Inquiétude des Juifs français face à l’antisémitisme

Inquiétude des Juifs français face à l’antisémitisme

Dans l’immeuble où réside Yonathan Arfi, au cœur de Paris, un policier à l’allure imposante et aux yeux perçants se tient devant les ascenseurs, faisant de son mieux pour passer inaperçu. Il est le garde du corps chargé d’assurer la protection d’Arfi, président du Conseil Représentatif des Institutions Juives de France (CRIF). Arfi est depuis longtemps considéré comme étant en danger, mais la situation sécuritaire est devenue encore plus sensible suite à l’attaque terroriste du Hamas en Israël le 7 octobre.

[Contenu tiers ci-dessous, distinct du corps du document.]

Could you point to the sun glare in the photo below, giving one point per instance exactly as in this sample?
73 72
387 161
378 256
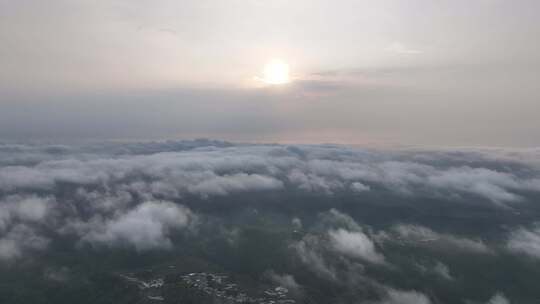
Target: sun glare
276 72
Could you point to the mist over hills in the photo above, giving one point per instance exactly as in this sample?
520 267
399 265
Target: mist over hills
330 223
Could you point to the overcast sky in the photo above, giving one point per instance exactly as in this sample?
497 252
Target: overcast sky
416 72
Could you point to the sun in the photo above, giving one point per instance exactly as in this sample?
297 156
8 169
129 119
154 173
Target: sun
276 72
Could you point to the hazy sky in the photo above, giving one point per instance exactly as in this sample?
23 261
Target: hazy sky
418 72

Quelques étages plus haut, on trouve un Arfi fatigué, âgé de 43 ans, en train de boire une tasse de café à un grand comptoir en marbre de sa cuisine. Jusqu’à il y a une minute, il tenait dans ses bras un enfant de trois ans qui refusait de se brosser les dents. Maintenant, sa femme Arielle nourrit leur bébé de 11 mois, pendant que les trois enfants plus âgés jouent à proximité. Le parquet du salon est recouvert de briques Lego bleues, rouges et jaunes. C’est samedi matin, un jour avant la grande marche contre l’antisémitisme à Paris – une manifestation appelée par les dirigeants des deux chambres du Parlement français ainsi que par le CRIF.

Ce matin-là, Yonathan Arfi est principalement préoccupé par deux choses. Tout d’abord, une amie française vient de lui dire au téléphone qu’elle a demandé à ses enfants de retirer leurs colliers en forme d’étoile de David de peur qu’ils ne soient reconnus comme juifs et attaqués. Elle leur a dit qu’elle allait emmener les colliers chez le bijoutier pour les faire nettoyer. Deuxièmement, Arfi a appris la veille au soir que le président français Emmanuel Macron ne participerait pas à la marche du dimanche. Macron a justifié son absence en disant que le rôle d’un président n’était pas de défiler, mais d’agir. Arfi regrette cette décision. “Je pense qu’il passe à côté d’un moment historique. Cela aurait été un geste grandiose : un président descendant dans la rue pour défendre quelque chose.”

Le véritable danger est que le judaïsme n’ait plus sa place dans la vie publique si nous cachons tous toute trace de notre identité juive”, déclare Yonathan Arfi, président du CRIF. Le président François Mitterrand l’a fait en 1990 lorsque des profanateurs ont profané le cimetière juif de la ville française de Carpentras. Et le président François Hollande a conduit une marche silencieuse avec des dirigeants internationaux à travers Paris en janvier 2015, suite à l’attaque contre les locaux de l’hebdomadaire satirique Charlie Hebdo. Mais Arfi semble plus préoccupé par l’appel téléphonique de son amie au sujet des colliers en étoile de David.